By recent request, I have written another post on fruit curds. I have come up with several more recipes since I wrote the original post and they all originate from a common source; a single recipe that pops up in River Cottage Handbook No.2: Preserves by Pam ‘the Jam’ Corbin. This is a truly excellent book (as are all the RCHandbooks), that deserves a post of its own as part of my rather irregular Favourite Cookbooks series.
Anyway, this recipe is the best I’ve come across, it is for lemon and Bramley apple curd – and it is ripe for modification. Apple purée is used, giving a great texture, making a light nicely-set curd that needs less sugar than your typical lemon curd. Below is the original recipe that I have only very slightly tweaked, and then there is a few more: blood orange, spiced orange and pink grapefruit.
Lemon and Bramley Apple Curd
This recipe makes around 1200ml of curd.
500g Bramley apple curd, peeled, cored and chopped
Zest and juice of 2 lemons
125g butter, cubed
350-400g granulated sugar
5 medium eggs
Put the apples and water in a small saucepan, cover and simmer until the apples break down into a purée. When cooked, put them into a large glass mixing bowl with all of the remaining ingredients except the eggs. Mix together – the heat of apples will dissolve the sugar and begin to melt the butter – and place the bowl atop a pan of briskly simmering water, making sure the water doesn’t touch the base of the bowl.

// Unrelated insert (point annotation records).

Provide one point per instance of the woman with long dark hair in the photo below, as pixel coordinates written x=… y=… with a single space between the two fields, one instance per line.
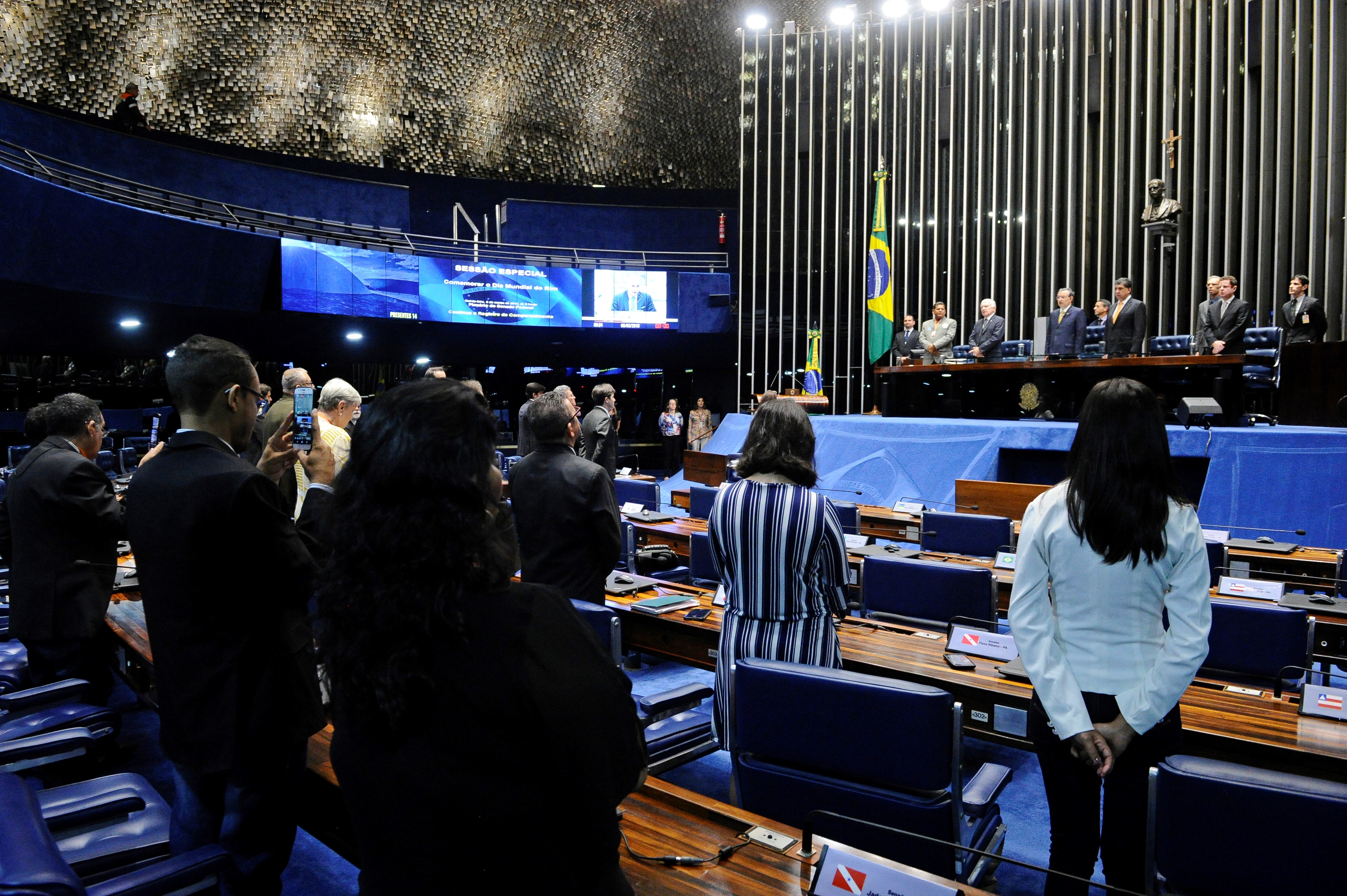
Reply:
x=1102 y=558
x=780 y=553
x=464 y=704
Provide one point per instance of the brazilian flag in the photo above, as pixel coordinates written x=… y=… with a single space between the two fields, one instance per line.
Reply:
x=877 y=279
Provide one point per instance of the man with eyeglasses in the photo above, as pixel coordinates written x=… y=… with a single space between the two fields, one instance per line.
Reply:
x=60 y=526
x=235 y=662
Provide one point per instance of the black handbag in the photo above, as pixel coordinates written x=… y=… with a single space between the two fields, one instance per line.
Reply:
x=655 y=558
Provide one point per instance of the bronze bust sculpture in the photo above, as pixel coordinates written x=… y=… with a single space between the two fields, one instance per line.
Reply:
x=1160 y=209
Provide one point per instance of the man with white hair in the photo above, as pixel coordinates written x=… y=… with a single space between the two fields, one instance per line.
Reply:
x=988 y=333
x=336 y=406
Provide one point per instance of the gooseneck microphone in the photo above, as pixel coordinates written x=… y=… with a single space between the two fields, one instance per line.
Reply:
x=926 y=501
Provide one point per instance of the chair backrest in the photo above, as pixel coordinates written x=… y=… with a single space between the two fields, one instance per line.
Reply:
x=607 y=627
x=972 y=534
x=1252 y=638
x=806 y=737
x=701 y=501
x=927 y=593
x=1203 y=808
x=1171 y=344
x=699 y=558
x=848 y=515
x=18 y=453
x=127 y=460
x=646 y=494
x=30 y=862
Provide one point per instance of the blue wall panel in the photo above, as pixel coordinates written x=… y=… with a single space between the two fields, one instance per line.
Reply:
x=1287 y=477
x=204 y=174
x=69 y=240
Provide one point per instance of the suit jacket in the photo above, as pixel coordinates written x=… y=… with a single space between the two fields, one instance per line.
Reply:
x=623 y=302
x=1300 y=332
x=1229 y=328
x=906 y=344
x=225 y=577
x=60 y=526
x=1067 y=337
x=1128 y=333
x=600 y=432
x=566 y=518
x=988 y=335
x=942 y=337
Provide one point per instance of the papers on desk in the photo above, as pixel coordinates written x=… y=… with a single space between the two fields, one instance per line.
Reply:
x=1232 y=587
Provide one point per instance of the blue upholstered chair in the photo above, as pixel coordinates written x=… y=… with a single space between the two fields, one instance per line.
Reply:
x=881 y=750
x=1171 y=345
x=674 y=732
x=972 y=534
x=32 y=862
x=646 y=494
x=849 y=517
x=18 y=453
x=1205 y=814
x=1094 y=340
x=926 y=593
x=48 y=724
x=701 y=501
x=1263 y=358
x=699 y=561
x=1256 y=640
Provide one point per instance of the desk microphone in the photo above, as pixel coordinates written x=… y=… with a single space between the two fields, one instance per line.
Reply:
x=1253 y=529
x=966 y=507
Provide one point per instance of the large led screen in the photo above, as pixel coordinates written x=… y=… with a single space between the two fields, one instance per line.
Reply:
x=333 y=279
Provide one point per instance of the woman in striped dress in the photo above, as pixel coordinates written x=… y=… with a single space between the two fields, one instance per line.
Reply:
x=780 y=554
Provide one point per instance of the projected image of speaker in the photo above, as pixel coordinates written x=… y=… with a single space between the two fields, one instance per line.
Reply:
x=1199 y=412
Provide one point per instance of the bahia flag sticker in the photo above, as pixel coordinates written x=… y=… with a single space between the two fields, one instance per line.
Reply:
x=877 y=278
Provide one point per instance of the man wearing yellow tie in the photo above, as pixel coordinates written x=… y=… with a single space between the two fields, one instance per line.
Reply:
x=1066 y=325
x=1125 y=331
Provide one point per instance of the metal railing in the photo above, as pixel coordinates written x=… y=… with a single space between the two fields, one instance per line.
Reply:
x=361 y=236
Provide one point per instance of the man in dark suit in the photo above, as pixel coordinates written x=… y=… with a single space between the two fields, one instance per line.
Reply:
x=634 y=300
x=1125 y=329
x=60 y=526
x=1226 y=320
x=600 y=430
x=235 y=661
x=907 y=340
x=1066 y=325
x=524 y=439
x=1304 y=317
x=988 y=333
x=565 y=508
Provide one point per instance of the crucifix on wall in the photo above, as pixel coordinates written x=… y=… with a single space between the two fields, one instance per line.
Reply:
x=1171 y=146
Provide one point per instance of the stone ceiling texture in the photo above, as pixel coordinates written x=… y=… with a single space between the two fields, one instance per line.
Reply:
x=616 y=92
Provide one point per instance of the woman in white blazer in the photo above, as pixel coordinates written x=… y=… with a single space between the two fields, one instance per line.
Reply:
x=1102 y=558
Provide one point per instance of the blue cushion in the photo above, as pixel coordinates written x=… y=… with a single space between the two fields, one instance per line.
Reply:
x=1255 y=639
x=927 y=589
x=640 y=491
x=875 y=731
x=972 y=534
x=701 y=501
x=1209 y=809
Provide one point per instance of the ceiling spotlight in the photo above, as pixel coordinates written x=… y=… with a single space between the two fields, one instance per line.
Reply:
x=843 y=15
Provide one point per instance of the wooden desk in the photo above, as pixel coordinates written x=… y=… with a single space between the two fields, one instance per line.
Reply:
x=1257 y=731
x=1012 y=390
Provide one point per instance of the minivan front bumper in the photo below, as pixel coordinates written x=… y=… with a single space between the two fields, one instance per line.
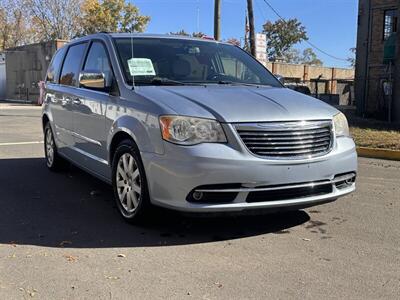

Whisk the eggs well and pass them through a sieve straight into the mixture, stirring them in well. Keep an eye on things and stir the curd frequently until it thickens; it doesn’t require constant stirring, but don’t be going off and dusting the sills. If you want to be scientific about it, eggs thicken at around 80⁰C, but temperatures of 75⁰C and above will thicken the curd sufficiently. Taste and add more sugar if liked – remembering that cold curd will taste much less sweet than hot curd.
Pot in sterilised jars (25 minutes in a 125⁰C oven does the trick), cool and refrigerate. The curd will keep for 5 weeks.
You can pretty much use any fruit juice you like, but you always need a little bit of lemon to add bite as well as to take advantage of its flavour enhancing properties.
Blood orange curd: as above but use the juice and zest of one lemon and two blood oranges.
Spiced orange curd: use the juice and zest of two lemons and two oranges, along with half a teaspoon of mixed spice. When the curd has thickened, add two teaspoons of orange flower water.
Pink grapefruit curd: use the juice and zest one lemon and two pink grapefruits.